Stone Hearth Grille founders, Riley and April Roberts, conceived of the casual fine dining restaurant for its Inn from the depths of a nearby slot canyon, where the absence of sound and light and distraction sparks many inspirations and epiphanies. As locals, they imagined a place that would draw visitors and nourish them. The Grille has white tablecloths (often with hiking boots peaking out) and features a selection of homemade, all-natural dishes to be savored in its dining room or on its deck facing Powell Point, a monument to the famed explorer.
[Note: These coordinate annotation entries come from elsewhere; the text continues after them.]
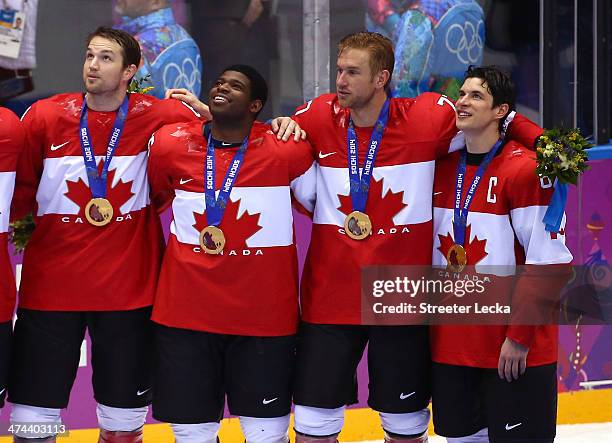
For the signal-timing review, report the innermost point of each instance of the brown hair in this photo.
(129, 46)
(379, 47)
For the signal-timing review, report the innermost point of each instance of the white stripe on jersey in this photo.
(7, 186)
(414, 179)
(495, 229)
(272, 203)
(541, 247)
(56, 171)
(304, 188)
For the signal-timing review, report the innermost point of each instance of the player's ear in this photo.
(502, 110)
(382, 78)
(255, 106)
(130, 71)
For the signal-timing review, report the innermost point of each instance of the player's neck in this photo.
(230, 132)
(481, 142)
(366, 115)
(105, 102)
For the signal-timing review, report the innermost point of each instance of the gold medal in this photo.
(99, 212)
(212, 240)
(456, 258)
(357, 225)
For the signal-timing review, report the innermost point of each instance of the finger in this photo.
(289, 130)
(500, 367)
(281, 132)
(515, 369)
(508, 370)
(523, 366)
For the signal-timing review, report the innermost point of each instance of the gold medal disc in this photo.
(99, 212)
(212, 240)
(456, 258)
(357, 225)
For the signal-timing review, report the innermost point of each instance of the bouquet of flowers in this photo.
(138, 85)
(20, 232)
(561, 155)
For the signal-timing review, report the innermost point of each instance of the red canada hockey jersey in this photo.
(419, 131)
(11, 144)
(504, 229)
(399, 201)
(252, 288)
(70, 265)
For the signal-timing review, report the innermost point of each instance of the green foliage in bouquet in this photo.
(20, 232)
(561, 154)
(137, 85)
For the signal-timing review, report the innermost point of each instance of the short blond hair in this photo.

Forget picking up a tchotchke or t-shirt when traveling to Bryce; a bone-in grilled pork chop (the kids’ menu even features a four-ounce steak) with a good red while watching the sun set over a 10K-foott peak with friends and family will be much more memorable.
Heading south brings you to Orderville and Archie’s Food to Die For. This food trailer has something for everyone, including Beyond Burgers, gluten-free chicken tenders and ‘Utah Philly Fries.’
The “between the parks” culinary tour ends with Zion-Mount Carmel Highway (Utah State Route 9) and — like any good meal — dessert! With a region full of stone fruits and other produce, pie is a serious topic and, in Southern Utah, has tours of its own. One of the best places to sample a slice is Thunderbird Restaurant at Mt. Carmel Junction. Since 1931, this institution has been serving ‘ho-made pies’ and just about anything else to visitors of Zion and Southern Utah (it also operates a lodge, gift shop, RV park, outfitter, golf course and gas station). For more dining west of Zion, be sure to check out Springdale and St. George.
Without question, The Mighty 5 are the biggest attraction in Utah, drawing millions of visitors to these iconic lands each year. However, between them, Southern Utah features cultures and cuisines that are not only worth slowing down for but savoring.